At one football clinic, where coaches listen to other coaches lecture about various aspects of the game, Moe was sitting around a large table diagramming plays on cocktail napkins, according to Schrier.

“Other coaches would look at him and wonder who he was and why was he not socializing,” Schrier said. “Then, all talking stopped as a figure walked through the door. It was Bo Schembechler (then head coach of the University of Michigan) fresh off an appearance in the Rose Bowl.”

Bo looked around and nodded to the coaches and, as Schrier recalled, saw Moe was looking at him. Moe said, “Well Bo, you sure **cked up that Rose Bowl.”

Bo looked at Moe and said, “Hiya, Moe! What are you talking about?”

Moe countered: “Sit your ass down and I’ll show you.”

Moe described a couple of game situations he observed and started furiously writing diagrams on the cocktail napkins once again. As he finished the verbal description, he slid the napkins across the table to the Michigan coach.

Bo said nothing. He scrutinized every x and o on the paper, Schrier remembers, and then he slapped the table hard.

“Son of a bitch!” he exclaimed, “You’re right! If we had done this, we would have won the game.

“Who is this guy?” yelled Bo. Moe and Bo – two of the all-time greats.

“One Saturday,” Schrier remembers, “the team didn’t perform well on the field. In the field house Moe was chomping on a cigar and fuming.

“He was outlining plans for Monday’s practice to strengthen the weaknesses he saw in the scrimmage. Moe’s wife, Elaine, a woman with the patience of Job, happened to have been the field house at the time. She said, ‘But Moe, Monday is Yom Kippur. You can’t have practice.’

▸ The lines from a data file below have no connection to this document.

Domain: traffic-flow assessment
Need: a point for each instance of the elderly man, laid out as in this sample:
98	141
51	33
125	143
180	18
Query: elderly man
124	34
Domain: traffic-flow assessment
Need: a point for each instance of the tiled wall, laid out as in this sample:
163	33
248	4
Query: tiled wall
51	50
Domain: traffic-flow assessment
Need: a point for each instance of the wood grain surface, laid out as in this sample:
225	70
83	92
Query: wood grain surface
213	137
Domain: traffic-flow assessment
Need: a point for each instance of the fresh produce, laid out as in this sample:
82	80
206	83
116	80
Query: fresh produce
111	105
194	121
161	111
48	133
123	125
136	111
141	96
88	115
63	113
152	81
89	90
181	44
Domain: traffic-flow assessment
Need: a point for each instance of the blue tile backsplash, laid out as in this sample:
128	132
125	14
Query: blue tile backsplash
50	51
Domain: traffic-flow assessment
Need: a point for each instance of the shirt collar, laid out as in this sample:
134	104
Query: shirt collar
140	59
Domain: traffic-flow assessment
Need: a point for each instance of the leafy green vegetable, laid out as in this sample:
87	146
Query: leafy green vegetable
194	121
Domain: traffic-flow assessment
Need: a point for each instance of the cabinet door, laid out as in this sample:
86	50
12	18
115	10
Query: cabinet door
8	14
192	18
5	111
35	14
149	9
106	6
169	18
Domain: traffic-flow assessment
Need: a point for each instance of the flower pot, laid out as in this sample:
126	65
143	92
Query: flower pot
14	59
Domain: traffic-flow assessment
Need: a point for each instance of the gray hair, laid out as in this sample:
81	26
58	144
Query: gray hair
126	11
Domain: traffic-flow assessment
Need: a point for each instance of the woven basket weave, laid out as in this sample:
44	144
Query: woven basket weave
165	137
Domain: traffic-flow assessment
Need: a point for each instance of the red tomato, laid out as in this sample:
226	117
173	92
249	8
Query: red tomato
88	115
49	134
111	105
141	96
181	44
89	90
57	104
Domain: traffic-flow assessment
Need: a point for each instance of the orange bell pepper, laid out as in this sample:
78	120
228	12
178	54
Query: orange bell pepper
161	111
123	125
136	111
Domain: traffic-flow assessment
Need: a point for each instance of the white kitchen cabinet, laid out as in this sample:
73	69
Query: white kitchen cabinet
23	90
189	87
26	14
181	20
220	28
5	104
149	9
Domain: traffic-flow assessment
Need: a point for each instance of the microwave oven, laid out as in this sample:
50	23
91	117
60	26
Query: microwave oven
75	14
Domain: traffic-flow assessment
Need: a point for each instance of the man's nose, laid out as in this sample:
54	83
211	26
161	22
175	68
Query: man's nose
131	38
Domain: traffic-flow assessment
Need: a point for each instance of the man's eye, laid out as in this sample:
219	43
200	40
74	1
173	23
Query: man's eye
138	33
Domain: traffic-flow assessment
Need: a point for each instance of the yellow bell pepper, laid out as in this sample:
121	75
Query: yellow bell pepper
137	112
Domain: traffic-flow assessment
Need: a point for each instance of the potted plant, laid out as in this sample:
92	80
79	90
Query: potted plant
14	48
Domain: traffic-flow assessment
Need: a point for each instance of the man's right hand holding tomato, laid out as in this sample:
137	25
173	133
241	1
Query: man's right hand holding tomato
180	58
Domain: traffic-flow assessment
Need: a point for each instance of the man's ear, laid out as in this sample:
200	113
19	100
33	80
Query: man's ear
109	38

“Moe looked at her, walked over to her and took the cigar out of his mouth. He leaned close to her, nose-to-nose, and jabbed the cigar at her and uttered these immortal words: ‘To you it’s Yom Kippur, to me it’s Brooklyn Tech!’”

Andy Furman is a Fox Sports Radio national talk show host; previously, he was a scholastic sports columnist for the Brooklyn Daily Eagle.